A mio modesto avviso il modo migliore per decifrare questo album e' scavare sotto la superfice del Black Metal nudo e crudo, dove si trova tutta la potenza del genere fatta di blast e urla sguaiate, e scoprire le oscure perle fatte di momenti acustici, richiami al vento delle foreste montane e la voce eterea di Epheliin, paragonabile una mistica creatura dei boschi che si erge da un mondo, quello di Lys (mastermind del gruppo), posto sul sottile confine che delimita il sogno e tragica realta'.

Quasi volessero metterci alla prova, gli Enisum ci “illudono” con inizi di canzone soffici e armoniosi, per poi precipitare nella disperazione piu' nera fatta di scream torci-budella e riff implacabili, per poi infine riportarci “a riveder le stelle”.

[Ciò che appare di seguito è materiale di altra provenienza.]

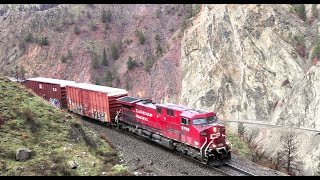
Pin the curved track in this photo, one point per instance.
(227, 170)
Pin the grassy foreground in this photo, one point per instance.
(54, 137)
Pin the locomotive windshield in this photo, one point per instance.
(203, 121)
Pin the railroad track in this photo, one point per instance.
(227, 170)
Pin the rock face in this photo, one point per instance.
(241, 61)
(77, 34)
(23, 154)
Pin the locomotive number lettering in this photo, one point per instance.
(185, 128)
(141, 117)
(143, 112)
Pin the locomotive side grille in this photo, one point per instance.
(219, 140)
(128, 99)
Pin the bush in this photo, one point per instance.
(114, 52)
(94, 27)
(131, 63)
(108, 77)
(43, 41)
(76, 30)
(157, 37)
(316, 51)
(95, 62)
(159, 49)
(63, 59)
(300, 9)
(315, 10)
(104, 57)
(300, 40)
(103, 16)
(142, 39)
(108, 16)
(158, 13)
(148, 64)
(29, 38)
(97, 81)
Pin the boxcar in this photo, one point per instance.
(94, 101)
(53, 90)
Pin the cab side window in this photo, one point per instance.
(170, 112)
(159, 110)
(185, 121)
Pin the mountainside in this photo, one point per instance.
(37, 139)
(247, 67)
(252, 62)
(68, 42)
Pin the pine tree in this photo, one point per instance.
(104, 57)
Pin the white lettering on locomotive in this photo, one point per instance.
(143, 112)
(141, 117)
(185, 128)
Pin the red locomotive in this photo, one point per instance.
(194, 132)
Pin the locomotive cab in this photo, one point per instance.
(209, 136)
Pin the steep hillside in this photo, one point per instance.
(256, 63)
(68, 42)
(59, 145)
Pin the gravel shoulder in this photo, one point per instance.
(146, 159)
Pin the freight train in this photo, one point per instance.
(194, 132)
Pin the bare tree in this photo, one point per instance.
(289, 150)
(317, 173)
(241, 129)
(278, 161)
(1, 120)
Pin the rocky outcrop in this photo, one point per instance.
(241, 61)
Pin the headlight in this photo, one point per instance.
(214, 129)
(203, 133)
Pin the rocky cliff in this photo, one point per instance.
(242, 61)
(250, 62)
(254, 63)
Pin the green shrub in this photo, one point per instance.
(300, 9)
(159, 49)
(76, 30)
(316, 51)
(95, 62)
(108, 77)
(43, 41)
(142, 39)
(114, 52)
(108, 16)
(104, 16)
(148, 64)
(97, 81)
(29, 38)
(130, 63)
(157, 37)
(63, 59)
(315, 10)
(104, 58)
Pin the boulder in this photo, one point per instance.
(23, 154)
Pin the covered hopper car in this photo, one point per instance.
(193, 132)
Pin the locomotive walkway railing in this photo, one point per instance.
(272, 125)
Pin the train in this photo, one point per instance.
(193, 132)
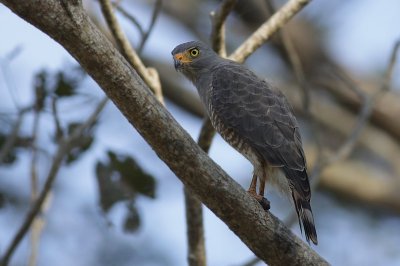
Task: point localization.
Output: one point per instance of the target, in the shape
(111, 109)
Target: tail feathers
(306, 219)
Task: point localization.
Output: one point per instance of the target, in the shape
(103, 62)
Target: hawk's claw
(265, 204)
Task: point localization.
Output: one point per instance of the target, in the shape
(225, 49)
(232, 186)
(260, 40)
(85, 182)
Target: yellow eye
(194, 52)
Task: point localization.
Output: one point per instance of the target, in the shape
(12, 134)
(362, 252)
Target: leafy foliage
(122, 179)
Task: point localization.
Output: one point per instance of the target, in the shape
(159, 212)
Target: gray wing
(262, 117)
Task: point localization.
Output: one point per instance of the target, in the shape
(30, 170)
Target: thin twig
(149, 75)
(13, 136)
(64, 148)
(59, 132)
(294, 60)
(36, 224)
(266, 30)
(218, 19)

Disperazione e speranza trovano il giusto equilibrio in questo album, anche se i passaggi dalle parti acustiche a quelle piu' violente, per quanto tipici del genere, richiederebbero un certo “quid” in piu' che prepari l'ascoltatore ad approcciarsi piu gradualmente agli episodi piu' brutali.

Per quanto riguarda i testi, come da tradizione Black Metal, e' difficile cavarci fuori qualcosa a causa della scarsa intelliggibilita'; ma a giudicare dai titoli, basandomi su personali conoscenze potrebbero essere in dialetto piemontese, si puo' intuire che trattino tematiche locali riguardanti la natura del luogo, che per esperienza diretta posso assicurarvi come estremamente affascinante.

L'orgoglio dell'appartenenza alle loro zone si evince anche dal fatto che si auto-definiscono “The First Arpitanian Black Metal Band”, reclamando quindi il forte legame con le loro radici culturali (l'Arpitania appunto: una terra che comprende sostanzialmente il Piemonte occidentale, la Valle d'Aosta, la Svizzera francofona e la Savoia francese).

Ad ogni modo gli Enisum rappresentano un progetto affascinante e per nulla scontato, e Samoth Nara rappresenta un capitolo della loro storia che speriamo prosegua ricca di album come questo.